Reputation: 179
How can I convert the following sample code to a pandas_udf:
def calculate_courses_final_df(this_row):
some code that applies to each row of the data
df_contracts_courses.apply(lambda x: calculate_courses_final_df(x), axis=1)
df_contracts_courses is a pandas dataframe (not grouped) and the function applies to each row of the pandas dataframe and generates an output. Ideally, I will have df_contracts_courses as a spark dataframe and apply the pandas_udf function to it directly.
I tried writing adding a monotonically increasing ID to the spark dataframe and grouping by that ID and applying a panadas udf to the grouped by dataframe. it works but it is really slow compared to the pandas function. Is there a more efficient way?
here is what I tried:
from pyspark.sql.functions import monotonically_increasing_id
schema = StructType([StructField('WD_Customer_ID', StringType(), True),
StructField('Avg_Num_Training', DoubleType(), True)])

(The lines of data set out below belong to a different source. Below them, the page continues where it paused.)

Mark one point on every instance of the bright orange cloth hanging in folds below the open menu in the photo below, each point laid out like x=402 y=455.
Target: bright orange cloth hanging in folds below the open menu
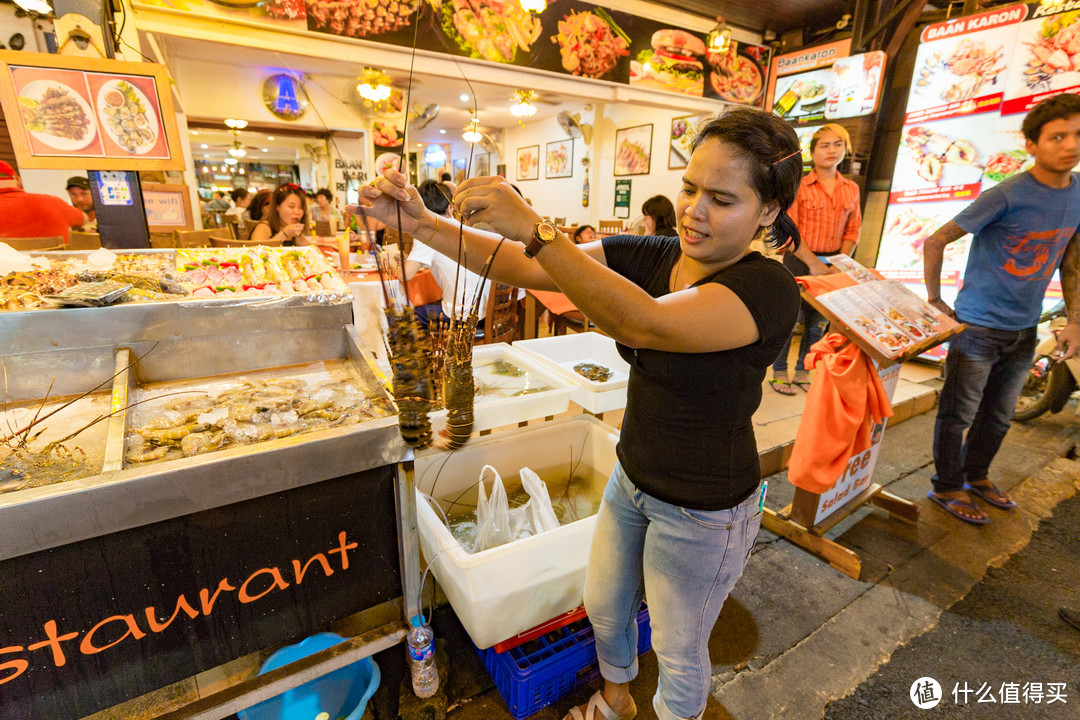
x=846 y=400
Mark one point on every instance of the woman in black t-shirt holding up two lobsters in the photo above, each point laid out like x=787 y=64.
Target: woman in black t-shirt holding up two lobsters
x=699 y=318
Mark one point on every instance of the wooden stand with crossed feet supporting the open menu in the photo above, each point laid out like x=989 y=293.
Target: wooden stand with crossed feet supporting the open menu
x=811 y=515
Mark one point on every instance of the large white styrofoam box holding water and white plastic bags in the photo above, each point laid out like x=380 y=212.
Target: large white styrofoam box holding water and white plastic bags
x=505 y=591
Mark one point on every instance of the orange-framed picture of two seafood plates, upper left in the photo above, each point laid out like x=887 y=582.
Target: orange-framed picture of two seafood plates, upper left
x=89 y=114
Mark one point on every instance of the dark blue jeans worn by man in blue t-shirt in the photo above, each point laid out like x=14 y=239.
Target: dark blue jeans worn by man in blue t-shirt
x=984 y=374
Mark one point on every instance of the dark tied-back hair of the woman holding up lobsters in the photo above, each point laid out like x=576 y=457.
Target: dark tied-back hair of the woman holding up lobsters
x=774 y=156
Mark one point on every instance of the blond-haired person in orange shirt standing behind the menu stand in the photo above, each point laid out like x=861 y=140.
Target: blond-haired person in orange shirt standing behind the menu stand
x=827 y=212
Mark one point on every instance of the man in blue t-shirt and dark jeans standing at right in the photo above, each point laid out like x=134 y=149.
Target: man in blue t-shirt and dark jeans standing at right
x=1024 y=230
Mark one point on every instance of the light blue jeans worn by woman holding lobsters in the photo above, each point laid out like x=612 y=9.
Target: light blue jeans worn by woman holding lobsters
x=686 y=562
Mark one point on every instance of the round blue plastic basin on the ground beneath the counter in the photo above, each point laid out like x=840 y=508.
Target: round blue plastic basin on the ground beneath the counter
x=342 y=695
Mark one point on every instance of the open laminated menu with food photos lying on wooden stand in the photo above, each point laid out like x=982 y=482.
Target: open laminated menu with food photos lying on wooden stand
x=883 y=313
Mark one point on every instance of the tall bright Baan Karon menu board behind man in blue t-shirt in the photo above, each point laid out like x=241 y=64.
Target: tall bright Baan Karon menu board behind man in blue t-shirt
x=976 y=78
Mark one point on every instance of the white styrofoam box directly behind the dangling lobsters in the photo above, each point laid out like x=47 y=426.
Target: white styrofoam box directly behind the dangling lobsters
x=497 y=412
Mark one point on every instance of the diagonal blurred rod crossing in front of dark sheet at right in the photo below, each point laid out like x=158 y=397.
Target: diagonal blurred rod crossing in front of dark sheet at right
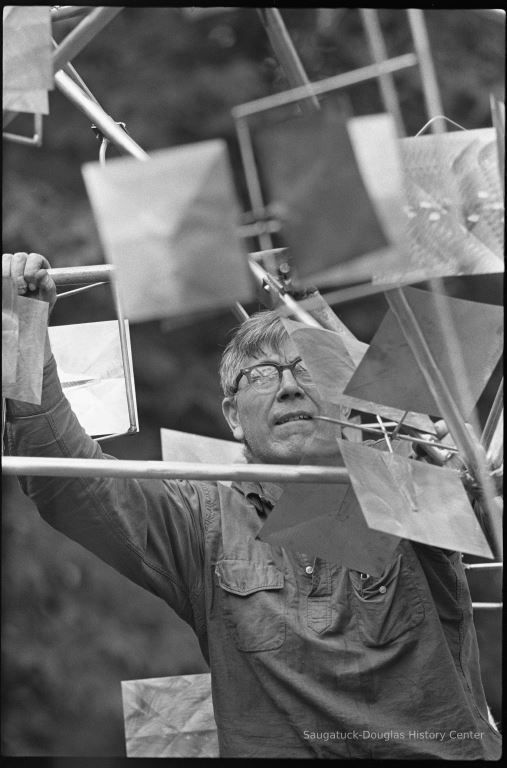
x=472 y=451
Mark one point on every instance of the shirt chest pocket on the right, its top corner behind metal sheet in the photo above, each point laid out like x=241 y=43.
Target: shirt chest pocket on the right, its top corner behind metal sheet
x=386 y=606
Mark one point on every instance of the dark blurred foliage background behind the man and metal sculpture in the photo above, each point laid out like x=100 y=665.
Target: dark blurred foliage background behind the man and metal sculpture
x=72 y=628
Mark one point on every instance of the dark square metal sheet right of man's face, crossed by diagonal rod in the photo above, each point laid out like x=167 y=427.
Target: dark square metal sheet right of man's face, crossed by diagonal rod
x=389 y=374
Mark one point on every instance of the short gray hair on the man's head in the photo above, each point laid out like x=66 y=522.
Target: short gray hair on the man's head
x=261 y=332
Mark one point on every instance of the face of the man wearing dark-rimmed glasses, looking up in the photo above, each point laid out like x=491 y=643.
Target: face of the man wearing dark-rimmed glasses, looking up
x=277 y=425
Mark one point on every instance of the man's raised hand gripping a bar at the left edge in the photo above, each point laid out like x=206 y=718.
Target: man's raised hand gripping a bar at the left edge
x=29 y=271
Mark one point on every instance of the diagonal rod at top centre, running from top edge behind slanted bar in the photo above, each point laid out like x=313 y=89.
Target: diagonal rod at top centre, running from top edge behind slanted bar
x=286 y=54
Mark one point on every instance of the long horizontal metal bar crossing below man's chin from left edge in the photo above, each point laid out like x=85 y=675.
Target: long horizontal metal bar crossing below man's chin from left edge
x=183 y=470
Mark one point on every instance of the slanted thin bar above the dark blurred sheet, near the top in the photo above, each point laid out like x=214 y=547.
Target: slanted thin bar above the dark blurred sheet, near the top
x=322 y=86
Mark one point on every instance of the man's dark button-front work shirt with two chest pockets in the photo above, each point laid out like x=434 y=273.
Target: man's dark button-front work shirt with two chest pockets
x=307 y=658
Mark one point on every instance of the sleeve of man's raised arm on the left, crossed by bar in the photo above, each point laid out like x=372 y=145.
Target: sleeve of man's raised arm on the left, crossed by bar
x=149 y=530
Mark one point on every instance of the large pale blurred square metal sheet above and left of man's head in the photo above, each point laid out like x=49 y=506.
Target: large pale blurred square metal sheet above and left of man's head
x=170 y=227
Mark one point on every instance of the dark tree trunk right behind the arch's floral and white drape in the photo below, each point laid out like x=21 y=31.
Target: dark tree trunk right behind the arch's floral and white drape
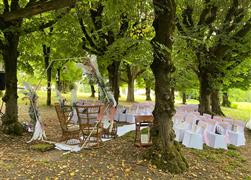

@pandas_udf(schema, PandasUDFType.GROUPED_MAP)
def calculate_courses_final_df(this_row):
some code
df_contracts_courses = df_contracts_courses.withColumn("id", monotonically_increasing_id())
df_xu_final_rows_list = df_contracts_courses.limit(100).groupby('id').apply(calculate_courses_final_df)
It works but it is slower than pandas on a relatively large dataset.
Upvotes: 1
Views: 972
Reputation: 24458
Using this input dataframe...
from pyspark.sql import types as T, functions as F
import pandas as pd
df_contracts_courses = spark.createDataFrame(
[('a', 2.2),
('b', 7.7)],
['WD_Customer_ID', 'Avg_Num_Training'])
the following pandas_udf
takes 1 input column and returns 1 output column:
@F.pandas_udf(T.DoubleType())
def calculate_courses_final_df(this_row: pd.Series) -> pd.Series:
return this_row + 1
df_xu_final_rows_list = df_contracts_courses.select(
'WD_Customer_ID',
calculate_courses_final_df('Avg_Num_Training').alias('final')
)
df_xu_final_rows_list.show()
# +--------------+-----+
# |WD_Customer_ID|final|
# +--------------+-----+
# | a| 3.2|
# | b| 8.7|
# +--------------+-----+
Upvotes: 1